Il revient à Karine Deshayes de défendre le seul air du programme vraiment issu du répertoire de la Malibran, cette version « napolitaine » des Puritani que Bellini adapta pour elle mais qu’elle ne chanta jamais, la partition restant bloquée à Marseille par une épidémie de choléra. Son art de la colorature y brille de mille feux, comme dans toutes les parties virtuoses du programme, où elle fait montre d’un sens aigu de la vocalise et de la variation. Celle de Delphine Haidan, dont le timbre sombre offre un beau contraste avec celui de sa collègue et lui prodigue un soutien efficient, paraît parfois un peu lourde pour la vocalise rapide, ce qui est particulièrement sensible dans le duo de Semiramide.

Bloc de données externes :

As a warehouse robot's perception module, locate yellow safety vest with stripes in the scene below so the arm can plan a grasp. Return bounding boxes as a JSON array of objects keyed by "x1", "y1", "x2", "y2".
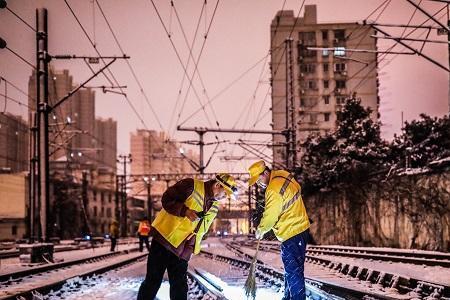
[
  {"x1": 258, "y1": 170, "x2": 310, "y2": 242},
  {"x1": 152, "y1": 179, "x2": 219, "y2": 254}
]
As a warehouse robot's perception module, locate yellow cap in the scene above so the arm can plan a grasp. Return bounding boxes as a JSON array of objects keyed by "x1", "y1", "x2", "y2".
[
  {"x1": 248, "y1": 160, "x2": 266, "y2": 186},
  {"x1": 216, "y1": 173, "x2": 238, "y2": 199}
]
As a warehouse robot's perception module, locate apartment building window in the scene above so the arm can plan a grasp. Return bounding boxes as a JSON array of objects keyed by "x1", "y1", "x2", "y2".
[
  {"x1": 334, "y1": 63, "x2": 347, "y2": 72},
  {"x1": 336, "y1": 80, "x2": 346, "y2": 89},
  {"x1": 298, "y1": 31, "x2": 316, "y2": 45},
  {"x1": 334, "y1": 29, "x2": 345, "y2": 43},
  {"x1": 334, "y1": 47, "x2": 345, "y2": 56},
  {"x1": 300, "y1": 97, "x2": 317, "y2": 107},
  {"x1": 300, "y1": 64, "x2": 316, "y2": 74},
  {"x1": 336, "y1": 96, "x2": 345, "y2": 104}
]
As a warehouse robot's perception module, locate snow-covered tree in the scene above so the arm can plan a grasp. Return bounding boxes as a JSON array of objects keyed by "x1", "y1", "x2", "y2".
[
  {"x1": 392, "y1": 114, "x2": 450, "y2": 168},
  {"x1": 301, "y1": 98, "x2": 389, "y2": 190}
]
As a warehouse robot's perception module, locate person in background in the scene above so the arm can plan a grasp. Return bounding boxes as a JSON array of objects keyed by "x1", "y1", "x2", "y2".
[
  {"x1": 137, "y1": 219, "x2": 151, "y2": 252},
  {"x1": 109, "y1": 220, "x2": 119, "y2": 252},
  {"x1": 248, "y1": 161, "x2": 310, "y2": 300}
]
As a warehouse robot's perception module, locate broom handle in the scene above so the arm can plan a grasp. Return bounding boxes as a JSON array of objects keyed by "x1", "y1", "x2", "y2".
[{"x1": 255, "y1": 239, "x2": 261, "y2": 261}]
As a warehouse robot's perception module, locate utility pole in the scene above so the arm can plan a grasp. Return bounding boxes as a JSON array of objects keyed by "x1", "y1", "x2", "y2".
[
  {"x1": 447, "y1": 4, "x2": 450, "y2": 112},
  {"x1": 117, "y1": 154, "x2": 133, "y2": 237},
  {"x1": 285, "y1": 38, "x2": 297, "y2": 173},
  {"x1": 248, "y1": 185, "x2": 253, "y2": 234},
  {"x1": 28, "y1": 112, "x2": 39, "y2": 243},
  {"x1": 36, "y1": 8, "x2": 50, "y2": 241},
  {"x1": 80, "y1": 171, "x2": 92, "y2": 236}
]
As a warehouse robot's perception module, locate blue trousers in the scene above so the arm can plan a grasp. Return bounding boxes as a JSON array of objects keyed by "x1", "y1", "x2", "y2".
[{"x1": 281, "y1": 230, "x2": 309, "y2": 300}]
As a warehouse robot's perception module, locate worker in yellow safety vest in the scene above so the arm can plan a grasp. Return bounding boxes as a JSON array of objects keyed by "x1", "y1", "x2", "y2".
[
  {"x1": 137, "y1": 173, "x2": 237, "y2": 300},
  {"x1": 137, "y1": 219, "x2": 151, "y2": 252},
  {"x1": 249, "y1": 161, "x2": 310, "y2": 300}
]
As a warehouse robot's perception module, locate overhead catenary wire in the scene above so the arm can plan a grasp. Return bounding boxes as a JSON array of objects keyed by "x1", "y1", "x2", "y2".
[
  {"x1": 169, "y1": 1, "x2": 206, "y2": 135},
  {"x1": 354, "y1": 7, "x2": 445, "y2": 96},
  {"x1": 171, "y1": 1, "x2": 224, "y2": 136},
  {"x1": 95, "y1": 0, "x2": 165, "y2": 131},
  {"x1": 150, "y1": 0, "x2": 223, "y2": 138},
  {"x1": 6, "y1": 6, "x2": 36, "y2": 32},
  {"x1": 5, "y1": 46, "x2": 36, "y2": 70},
  {"x1": 64, "y1": 0, "x2": 157, "y2": 142}
]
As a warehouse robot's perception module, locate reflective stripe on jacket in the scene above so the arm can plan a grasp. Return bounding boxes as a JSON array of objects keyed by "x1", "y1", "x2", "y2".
[
  {"x1": 138, "y1": 221, "x2": 150, "y2": 236},
  {"x1": 258, "y1": 170, "x2": 310, "y2": 242},
  {"x1": 152, "y1": 179, "x2": 218, "y2": 254}
]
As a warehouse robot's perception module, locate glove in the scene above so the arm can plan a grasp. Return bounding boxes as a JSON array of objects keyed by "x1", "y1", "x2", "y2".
[{"x1": 255, "y1": 229, "x2": 264, "y2": 240}]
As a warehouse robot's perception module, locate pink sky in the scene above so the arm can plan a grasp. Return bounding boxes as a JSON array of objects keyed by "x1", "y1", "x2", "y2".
[{"x1": 0, "y1": 0, "x2": 449, "y2": 171}]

Les chanteuses se partagent l’Orphée de Gluck dans la version Berlioz avec, pour Karine Deshayes, le redoutable « Amour, viens rendre à mon âme » et sa cadence d’une incroyable étendue écrite justement par Viardot et, pour Delphine Haidan, « J’ai perdu mon Eurydice », qui reste un peu trop extérieur, ce dont on accusera la direction certes précise mais un peu mécanique de Débora Waldman. La cheffe, à la tête de l’Orchestre National Avignon-Provence, défend avec brio l’ouverture de l’Otello de Rossini et surtout celle, spectaculaire, du Fausto de Louise Bertin, ainsi que deux extraits symphoniques du Mazeppa de Clémence de Grandval, à la couleur résolument slave mais à l’inspiration assez anodine.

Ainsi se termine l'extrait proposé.